Paris'te Knut Hamsun, Frank Wedekind, Henri Becque, Paul Gauguin ve Julien Leclercq ile arkadaşlık etti. Amatör bir bilim insanı olarak çeşitli kimya deneyleri yaptı. Olof Sager-Nelson ile birlikte Göteborg’da bir resim sergisi açtı.[1] Doğa bilimleri ve simya ile ilgilendi; Sorbonne'da bir laboratuvarda deneyler yaptı; altın ürettiğini düşünerek Fransa'daki simyacılar ile iletişime geçti.[1] Uğraşları, aşırı yoksulluğu ile birleşerek akıl sağlığını etkilemekteydi. İsviçreli hristiyan mistigi/din adamı Emanuel Swedenborg'un öğretilerinden etkilenen[2] Strindberg bir dinsel dönüşüm geçirdi ve yaşadıklarını, 1897'de yazdığı Inferno otobiyografik romanda anlattı. Bu kitap, onun akıl hastalığının tescillenmesi olarak kabul edildi.[1] 1898'de Inferno’nun devamı olan “Efsaneler”’i ve ardından içsel mücadeleler ile ilgili bir eser olan “Şam'a” adlı oyunu yazdı. 1899'da Stockholm'e yerleşti.

1900'ler değiştir

Stockolm'de beş yıl içinde 22 oyun yazdığı üretken bir dönem geçiren sanatçı, 1901'de oyuncu Harriet Bosse ile evlendi. Ertesi yıl kızı Anne–Marie dünyaya geldi. Çift, 1903'te boşandı ancak birlikte yaşamaya devam etti.[2]

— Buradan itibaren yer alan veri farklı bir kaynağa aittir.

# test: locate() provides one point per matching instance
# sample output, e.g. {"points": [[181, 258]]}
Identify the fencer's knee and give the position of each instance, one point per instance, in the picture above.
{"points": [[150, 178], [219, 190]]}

1904'te yazdığı Siyah Bayrak, İsviçre Edebiyat kuruluşunun eleştirisiydi. Ona popülerlik getirdi.

1906’da aktör August Falck ile birlikte Stockholm'de deneysel bir tiyatro kurmak için uğraşmaya başladı. Bu tiyatroda karakterin içsel gelişimine odaklanan oda oyunları sahneye konacaktı. 1907 sonunda açılan tiyatro için dört yeni oyun yazdı. Artık eserlerinde natüralizm yerine sembolist ve ekspresyonist teknikleri uyguluyordu. “Rüya Oyunu” (1901) ve “Hayaletler Sonatı” (1907) gibi simgesel oyunları Alman dışavurumcu tiyatrosunun temellerini atmıştır.

1908'de genç oyuncu Fanny Falkner ile bir ilişkiye girdi ve daha önceki evliliklerinde yaşamadığı şekilde bir aile yaşamı kurdu.[2] Artık ülkesinde de saygın bir kişi kabul edilen Stindberg, 1909'da sosyalist liman isçisinin yönettiği halk kampanyası sayesinde devlet tarafından emekli maaşıyla ödüllendirildi.[2]

Son yılları değiştir

1907'den sonra sosyal eleştiriler yazmaya başlamış olan Strindberg, 1910'da “Strindberg Davası” diye anılan bir kültürel tartışmanın içine girdi. Başlangıçta bir edebi tartışma olarak başlayan mesele; oy hakkı, ulusal savunma ve İsveç Akademisi'nin rolü gibi konuları içeren geniş bir tartışmaya dönüştü ve Strindberg'in ölümünden sonra da devam etti.

Sanatçı, 14 Mayıs 1912'de Stockholm'de mide kanserinden hayatını kaybetti; devlet destekli bir cenaze ile defnedildi.[2]